For starters, we didn't actually walk out of our apartment until nearly 4:00 and by the time J.J signed the paperwork for the car and we were on our way it was nearly 5:00. Fortunately, the rental company gave us a great rate (the whole trip only cost eighty euros, so twenty per person) and didn't charge us extra since--due to our late start--we would be bringing the car back the next day as opposed to that night. Now, you many be wondering "but Emerson, how were four twenty year old kids allowed to rent a car in Europe?" To answer your question, in Europe you only need to be twenty-two to rent a car and as luck would have it, J.J is twenty-two. Problem solved! The funny irony though is that even though it was J.J who took the car out under his name, it was my other roommate Stephen who wound up driving given the he was the only individual amongst us who could drive stick-shift.
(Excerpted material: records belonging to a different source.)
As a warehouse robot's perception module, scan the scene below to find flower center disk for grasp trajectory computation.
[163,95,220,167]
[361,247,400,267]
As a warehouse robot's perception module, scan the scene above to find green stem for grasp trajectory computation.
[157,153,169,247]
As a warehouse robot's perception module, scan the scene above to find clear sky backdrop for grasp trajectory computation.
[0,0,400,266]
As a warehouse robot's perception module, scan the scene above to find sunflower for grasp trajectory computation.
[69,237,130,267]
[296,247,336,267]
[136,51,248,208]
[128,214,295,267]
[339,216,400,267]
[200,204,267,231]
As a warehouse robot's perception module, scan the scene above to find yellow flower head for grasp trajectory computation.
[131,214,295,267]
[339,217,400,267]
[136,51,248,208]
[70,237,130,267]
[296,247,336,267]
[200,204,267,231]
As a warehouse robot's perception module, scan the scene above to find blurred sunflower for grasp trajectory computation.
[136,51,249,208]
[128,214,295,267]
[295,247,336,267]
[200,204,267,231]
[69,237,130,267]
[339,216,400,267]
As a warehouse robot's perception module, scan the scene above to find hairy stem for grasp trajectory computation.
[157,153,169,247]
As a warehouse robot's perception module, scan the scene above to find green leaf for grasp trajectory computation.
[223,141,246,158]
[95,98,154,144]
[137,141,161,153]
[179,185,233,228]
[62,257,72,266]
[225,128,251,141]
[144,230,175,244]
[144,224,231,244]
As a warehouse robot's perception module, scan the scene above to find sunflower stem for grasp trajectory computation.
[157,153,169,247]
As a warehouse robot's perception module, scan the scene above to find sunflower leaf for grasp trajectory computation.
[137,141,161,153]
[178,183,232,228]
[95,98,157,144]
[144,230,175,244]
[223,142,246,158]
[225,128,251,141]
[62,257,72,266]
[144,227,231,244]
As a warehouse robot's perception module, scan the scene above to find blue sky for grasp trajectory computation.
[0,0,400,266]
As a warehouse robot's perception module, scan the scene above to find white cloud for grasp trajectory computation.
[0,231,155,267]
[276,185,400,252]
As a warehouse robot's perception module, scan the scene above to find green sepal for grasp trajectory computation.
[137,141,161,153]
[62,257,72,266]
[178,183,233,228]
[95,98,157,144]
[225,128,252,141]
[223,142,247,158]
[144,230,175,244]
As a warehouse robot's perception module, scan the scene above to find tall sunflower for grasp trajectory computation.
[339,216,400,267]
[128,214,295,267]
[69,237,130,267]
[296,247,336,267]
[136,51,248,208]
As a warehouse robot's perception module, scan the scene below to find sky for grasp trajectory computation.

Sad, I know.
As it turned out, the longer route we took brought us through some pretty cool, windy mountain roads (sadly, it was dark out so we could only see the area illuminated by our headlights) and culminated with a drive on the outside the town of Pitigliano. Like Perugia, Pitigliano is a hilltop town though instead of man-made walls, this place sat precariously over some pretty gnarly cliffs. What made the town even cooler was the numerous lights placed in the lower value to illuminate the town. Sadly, the quality of photos from my camera are somewhat lacking given the ineffectiveness of my flash and also the fact that they were taken from a moving car. However, you yourself can be judge and if you're really interested you can Google the town.
Once at the hot springs we quickly changed (quickly since being outside in thirty degree weather in nothing but underwear can be somewhat uncomfortable) and jumped in. As we sat in the baths, completely surprised that we ACTUALLY made it, the clouds parted for about forty minutes giving us a clear image of the stars. Not to be cliche or anything, but it was a pretty wild experience and definitely one which will be around for a while.
Given the distance back to Perugia we only spent about an hour in the baths before jumping out of the warm water and getting dressed--and let me tell you, there is no measure to the speed in which you can dry and clothe yourself when it's literally freezing out. Driving back, I managed to sleep for all of fifteen minutes before finally arriving at our apartment slightly after midnight. Completely exhausted, we all went straight to bed--ignoring the shower which we all clearly needed to get the smell of sulfur off our bodies. The next morning, after waking up at nine, our apartment (now scattered with soggy clothes from the hot springs) smelled very much like low tide back home--or as one person so eloquently put described that afternoon, "it smells like shit in here."